La segunda de estas fabulae menciona el reino del rey griego Evandro, fugitivo, con su hijo Palas y un conjunto de seguidores, de la localidad de Palanteo, en Arcadia. Se establecen en una colina que recibe, gracias a ellos el nombre de Pallantium, luego Palatium. Evandro poseía el arte de la escritura, mientras que su madre, la ninfa Carmenta, era poseedora de singulares dotes proféticas. En desconocimiento de la Sibila, todavía ausente, Carmenta resultó ser muy benéfica para la población. Una tercera fabulae habla de Hércules, quien vadea el río Tíber conduciendo los bueyes de Gerión, deteniéndose a descansar en un paraje un tanto accidentado en el que sobresalía una gruta. Un ser semi monstruoso, de nombre Caco (mencionado por Virgilio en la Eneida) le hurta una parte del ganado y lo esconde en su guarida, pero dejando un rastro visible. Finalmente, Hércules mata de un brutal garrotazo de su clava a Caco.
La cuarta de estas noticias señala la institución del Ara Máxima a los pies del Palatino. Los pastores, amigos del ladrón de ganado Caco, llevan a Hércules ante el rey Evandro acusándolo de asesino. Evandro conoce por su madre el destino del héroe griego, y sabe que allí mismo tendrá un altar al que llamarán Ara Máxima. A sabiendas, Hércules erige y dedica el ara. Más tarde, este culto será el único ritual extranjero que acepte Rómulo en la ciudad que acababa de fundar. Las familias de los Pinarios y los Poticios se convertirán en los oficiantes a perpetuidad del ceremonial. La quinta fábulae, conectada con las anteriores, nos muestra a un Evandro muy viejo y a un Eneas que ya ha desembarcado en el Lacio, quien acude al anciano rey para solicitar su ayuda contra Turno y sus aliados etruscos. Evandro le enseña a Eneas el lugar donde se va a erigir la futura Roma, alojándolo en la cabaña en la que había morado durante un tiempo Hércules. Palas y los arcadios se suman a las fuerzas de Eneas, pero de Roma ya no se hablará hasta unos siglos más tarde.

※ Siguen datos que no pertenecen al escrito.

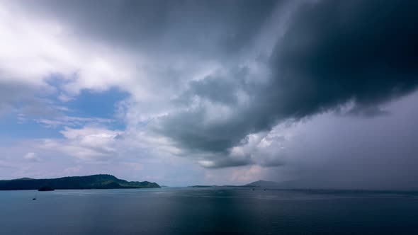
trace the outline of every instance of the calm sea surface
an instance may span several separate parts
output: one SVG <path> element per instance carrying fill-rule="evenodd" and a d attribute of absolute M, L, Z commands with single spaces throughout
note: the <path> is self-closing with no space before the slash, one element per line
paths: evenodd
<path fill-rule="evenodd" d="M 219 233 L 418 234 L 418 193 L 186 188 L 0 191 L 0 234 Z"/>

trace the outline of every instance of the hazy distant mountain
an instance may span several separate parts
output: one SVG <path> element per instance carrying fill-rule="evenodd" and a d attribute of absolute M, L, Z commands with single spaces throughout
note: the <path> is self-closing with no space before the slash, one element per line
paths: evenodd
<path fill-rule="evenodd" d="M 49 179 L 22 178 L 0 180 L 0 190 L 37 190 L 48 186 L 54 189 L 110 189 L 160 188 L 157 183 L 127 181 L 111 175 L 71 176 Z"/>
<path fill-rule="evenodd" d="M 281 188 L 281 183 L 274 181 L 258 180 L 246 184 L 244 186 L 254 188 Z"/>

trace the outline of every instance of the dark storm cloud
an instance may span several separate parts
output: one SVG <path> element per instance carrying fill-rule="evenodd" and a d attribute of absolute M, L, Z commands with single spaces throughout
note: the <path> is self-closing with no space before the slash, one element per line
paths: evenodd
<path fill-rule="evenodd" d="M 30 11 L 52 16 L 80 35 L 115 47 L 166 57 L 173 52 L 214 57 L 251 46 L 281 1 L 24 1 Z"/>
<path fill-rule="evenodd" d="M 414 1 L 325 1 L 295 13 L 272 67 L 281 114 L 304 117 L 353 100 L 358 110 L 414 90 Z M 371 106 L 372 108 L 371 108 Z"/>
<path fill-rule="evenodd" d="M 418 84 L 416 1 L 305 2 L 293 13 L 269 56 L 252 53 L 263 47 L 256 45 L 259 36 L 276 38 L 271 31 L 283 30 L 262 30 L 282 1 L 23 2 L 32 13 L 69 25 L 80 41 L 84 37 L 139 52 L 164 66 L 183 58 L 223 65 L 222 72 L 190 81 L 187 88 L 179 82 L 188 75 L 183 70 L 149 78 L 159 92 L 174 88 L 166 92 L 176 98 L 170 103 L 174 111 L 155 118 L 148 128 L 186 151 L 213 157 L 210 167 L 254 164 L 249 155 L 229 156 L 230 148 L 245 144 L 249 134 L 289 120 L 340 112 L 349 102 L 354 106 L 344 113 L 382 115 L 382 104 Z M 242 58 L 266 67 L 268 77 L 242 64 Z M 278 164 L 262 164 L 269 162 Z"/>
<path fill-rule="evenodd" d="M 227 152 L 248 134 L 269 130 L 285 120 L 339 110 L 349 101 L 354 106 L 349 114 L 385 113 L 380 105 L 418 84 L 417 9 L 414 1 L 303 5 L 269 59 L 272 75 L 267 84 L 231 86 L 230 79 L 252 76 L 245 73 L 191 84 L 195 96 L 228 105 L 232 118 L 205 124 L 206 108 L 200 106 L 162 118 L 160 131 L 186 149 Z M 249 96 L 248 103 L 235 105 L 237 91 Z"/>

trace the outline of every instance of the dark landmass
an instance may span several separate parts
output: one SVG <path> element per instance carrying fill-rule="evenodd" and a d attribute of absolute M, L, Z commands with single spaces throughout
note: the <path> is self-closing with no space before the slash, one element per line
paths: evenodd
<path fill-rule="evenodd" d="M 127 181 L 111 175 L 71 176 L 58 178 L 33 179 L 22 178 L 0 180 L 0 190 L 38 190 L 47 186 L 53 189 L 111 189 L 160 188 L 157 183 Z"/>
<path fill-rule="evenodd" d="M 40 192 L 53 191 L 54 189 L 50 186 L 43 186 L 43 187 L 40 187 L 38 190 Z"/>

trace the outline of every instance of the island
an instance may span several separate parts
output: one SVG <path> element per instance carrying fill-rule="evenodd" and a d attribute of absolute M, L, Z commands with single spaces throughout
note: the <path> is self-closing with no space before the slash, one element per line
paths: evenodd
<path fill-rule="evenodd" d="M 0 190 L 40 190 L 47 185 L 51 189 L 113 189 L 160 188 L 157 183 L 127 181 L 112 175 L 68 176 L 57 178 L 22 178 L 0 180 Z"/>
<path fill-rule="evenodd" d="M 53 191 L 54 189 L 50 186 L 43 186 L 43 187 L 40 187 L 38 190 L 40 192 Z"/>

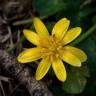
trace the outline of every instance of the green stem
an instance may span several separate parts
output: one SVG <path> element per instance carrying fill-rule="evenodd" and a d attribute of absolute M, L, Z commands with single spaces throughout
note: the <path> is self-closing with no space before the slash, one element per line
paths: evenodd
<path fill-rule="evenodd" d="M 75 40 L 73 43 L 71 43 L 71 45 L 74 46 L 74 45 L 77 45 L 77 44 L 81 43 L 81 42 L 84 41 L 87 37 L 89 37 L 90 34 L 92 34 L 95 29 L 96 29 L 96 24 L 94 24 L 87 32 L 85 32 L 84 34 L 82 34 L 80 38 L 78 38 L 78 39 Z"/>

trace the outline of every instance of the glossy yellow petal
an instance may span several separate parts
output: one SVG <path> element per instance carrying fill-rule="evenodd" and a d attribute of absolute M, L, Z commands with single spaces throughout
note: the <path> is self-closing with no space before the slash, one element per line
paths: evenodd
<path fill-rule="evenodd" d="M 28 41 L 30 41 L 34 45 L 39 45 L 39 36 L 35 32 L 24 29 L 23 33 Z"/>
<path fill-rule="evenodd" d="M 60 19 L 52 30 L 52 35 L 61 40 L 69 27 L 70 21 L 66 18 Z"/>
<path fill-rule="evenodd" d="M 81 62 L 85 62 L 87 60 L 87 55 L 82 50 L 72 46 L 66 46 L 64 48 L 69 52 L 71 52 L 76 57 L 78 57 L 78 59 L 80 59 Z"/>
<path fill-rule="evenodd" d="M 20 63 L 28 63 L 28 62 L 32 62 L 37 59 L 40 59 L 41 50 L 42 49 L 38 48 L 38 47 L 26 49 L 25 51 L 23 51 L 19 54 L 19 56 L 17 57 L 17 60 Z"/>
<path fill-rule="evenodd" d="M 63 38 L 63 44 L 68 44 L 71 41 L 73 41 L 74 39 L 76 39 L 81 33 L 81 28 L 80 27 L 76 27 L 76 28 L 72 28 L 70 29 L 66 35 Z"/>
<path fill-rule="evenodd" d="M 34 27 L 36 29 L 36 32 L 39 34 L 39 36 L 48 36 L 48 30 L 44 23 L 37 17 L 33 19 Z"/>
<path fill-rule="evenodd" d="M 72 66 L 81 67 L 81 61 L 78 59 L 78 57 L 76 57 L 71 52 L 67 51 L 66 49 L 62 51 L 60 56 L 66 63 Z"/>
<path fill-rule="evenodd" d="M 54 60 L 52 63 L 52 67 L 56 74 L 56 77 L 60 81 L 64 82 L 66 80 L 66 69 L 65 69 L 65 66 L 64 66 L 62 60 L 60 60 L 60 59 Z"/>
<path fill-rule="evenodd" d="M 48 58 L 42 59 L 36 70 L 36 80 L 42 79 L 48 72 L 51 63 Z"/>

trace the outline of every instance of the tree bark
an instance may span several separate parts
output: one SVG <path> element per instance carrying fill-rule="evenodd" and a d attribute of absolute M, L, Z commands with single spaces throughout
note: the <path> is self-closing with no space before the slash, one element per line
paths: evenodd
<path fill-rule="evenodd" d="M 53 96 L 44 82 L 36 81 L 28 68 L 23 68 L 24 65 L 19 64 L 4 50 L 0 50 L 0 66 L 18 79 L 28 89 L 31 96 Z"/>

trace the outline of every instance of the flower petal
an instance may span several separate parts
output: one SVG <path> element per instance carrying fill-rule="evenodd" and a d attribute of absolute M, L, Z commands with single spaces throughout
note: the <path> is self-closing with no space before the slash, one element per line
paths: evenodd
<path fill-rule="evenodd" d="M 87 55 L 82 50 L 72 46 L 65 46 L 64 48 L 78 57 L 81 62 L 85 62 L 87 60 Z"/>
<path fill-rule="evenodd" d="M 75 38 L 77 38 L 81 33 L 81 28 L 80 27 L 76 27 L 76 28 L 72 28 L 70 29 L 66 35 L 63 38 L 63 44 L 68 44 L 71 41 L 73 41 Z"/>
<path fill-rule="evenodd" d="M 61 53 L 61 58 L 68 64 L 72 65 L 72 66 L 76 66 L 76 67 L 81 67 L 81 61 L 78 59 L 78 57 L 76 57 L 75 55 L 73 55 L 71 52 L 67 51 L 66 49 L 64 49 Z"/>
<path fill-rule="evenodd" d="M 36 29 L 36 32 L 39 34 L 39 36 L 48 36 L 48 30 L 44 23 L 37 17 L 33 19 L 33 23 Z"/>
<path fill-rule="evenodd" d="M 66 18 L 60 19 L 52 30 L 52 35 L 61 40 L 69 27 L 70 21 Z"/>
<path fill-rule="evenodd" d="M 34 45 L 39 45 L 39 36 L 35 32 L 24 29 L 23 33 L 28 41 L 30 41 Z"/>
<path fill-rule="evenodd" d="M 57 76 L 57 78 L 64 82 L 66 80 L 66 69 L 65 66 L 60 59 L 56 59 L 52 63 L 53 70 Z"/>
<path fill-rule="evenodd" d="M 19 56 L 17 57 L 17 60 L 20 63 L 28 63 L 28 62 L 32 62 L 37 59 L 40 59 L 41 50 L 42 49 L 39 47 L 26 49 L 25 51 L 23 51 L 19 54 Z"/>
<path fill-rule="evenodd" d="M 36 70 L 36 80 L 42 79 L 48 72 L 50 66 L 51 66 L 51 63 L 48 58 L 42 59 L 42 61 L 40 62 Z"/>

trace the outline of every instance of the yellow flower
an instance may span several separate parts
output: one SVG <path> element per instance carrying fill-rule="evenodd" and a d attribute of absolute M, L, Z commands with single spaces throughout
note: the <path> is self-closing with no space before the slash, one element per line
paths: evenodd
<path fill-rule="evenodd" d="M 39 18 L 35 17 L 33 23 L 37 33 L 28 29 L 24 29 L 23 33 L 27 40 L 37 47 L 21 52 L 17 58 L 18 61 L 28 63 L 42 58 L 36 70 L 36 80 L 42 79 L 52 65 L 56 77 L 64 82 L 67 77 L 64 62 L 80 67 L 81 63 L 87 59 L 82 50 L 68 45 L 80 35 L 81 28 L 68 30 L 70 21 L 62 18 L 55 24 L 50 35 Z"/>

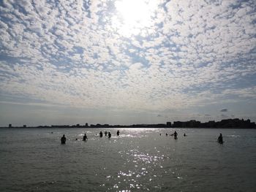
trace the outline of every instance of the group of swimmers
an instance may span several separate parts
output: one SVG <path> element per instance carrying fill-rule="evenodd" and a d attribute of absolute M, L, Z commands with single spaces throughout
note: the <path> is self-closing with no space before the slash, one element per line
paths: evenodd
<path fill-rule="evenodd" d="M 108 139 L 110 139 L 111 137 L 111 133 L 110 132 L 105 131 L 104 134 L 105 134 L 105 137 L 107 137 L 107 136 L 108 137 Z M 117 130 L 116 135 L 117 136 L 120 135 L 119 130 Z M 100 132 L 99 132 L 99 137 L 103 137 L 103 133 L 102 133 L 102 131 L 100 131 Z M 84 136 L 83 137 L 83 141 L 87 141 L 87 139 L 88 139 L 88 137 L 86 136 L 86 134 L 84 134 Z M 75 139 L 75 140 L 78 140 L 78 139 Z M 62 136 L 62 137 L 61 139 L 61 144 L 66 144 L 66 137 L 65 137 L 64 134 Z"/>
<path fill-rule="evenodd" d="M 105 133 L 105 137 L 107 137 L 107 135 L 108 136 L 108 139 L 110 139 L 111 137 L 111 133 L 110 132 L 105 131 L 104 133 Z M 119 136 L 119 134 L 120 134 L 120 131 L 119 131 L 119 130 L 117 130 L 116 135 Z M 161 134 L 159 134 L 161 135 Z M 165 135 L 167 136 L 168 134 L 166 133 Z M 173 134 L 171 134 L 170 135 L 170 136 L 173 136 L 174 137 L 174 139 L 178 139 L 178 134 L 177 134 L 176 131 L 175 131 Z M 187 137 L 187 135 L 186 134 L 184 134 L 183 136 L 184 137 Z M 102 131 L 100 131 L 100 132 L 99 132 L 99 137 L 103 137 L 103 133 L 102 133 Z M 83 137 L 83 141 L 86 141 L 87 139 L 88 139 L 88 138 L 87 138 L 86 134 L 84 134 L 84 136 Z M 76 139 L 76 140 L 78 140 L 78 139 Z M 65 137 L 64 134 L 61 137 L 61 144 L 65 144 L 66 143 L 66 137 Z M 219 143 L 220 143 L 220 144 L 222 144 L 224 142 L 222 134 L 219 134 L 219 136 L 218 137 L 217 142 Z"/>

La leyenda habla de un Eneas que se salva del incendio de Troya, y conduce a su padre Anquises, a los dioses penates de la ciudad, a su hijo Iulo (o Ascanio), además de un conjunto de sobrevivientes troyanos, hasta el Lacio. Protegidos por Venus (su madre) y Júpiter, tienen como destino fundar una nueva Troya, Roma, que heredará, entonces, los penates de Troya. El viaje está plagado de peripecias de diferente índole: pasan por Macedonia, luego Sicilia (según Virgilio, también por Cartago) y, finalmente, el Lacio, donde son acogidos por el rey Latino (cuya sede está en Laurentum, al lado de Ostia) quien le concede a Eneas como esposa a su hija Lavinia. En el lugar en el que encuentra una cerda blanca (sus alba) funda la ciudad de nombre Lavinium, en honor a su nueva esposa (la primera, Creusa, muere durante el viaje). Una serie de pueblos del Lacio, a cuyo frente estaba Turno, el rey rútulo, declaran la guerra a los latinos y troyanos. En el primer enfrentamiento vencen los latinos pero pierden a su rey (Latino). Turno pide ayuda a los etruscos y Eneas a Evandro. Tras varias luchas, triunfan los latinos, en tanto que Eneas desaparece al modo de una divinidad o un héroe divinizado. Desde ese momento, el pueblo le llamará Júpiter Indigete y le rendirá el consabido culto.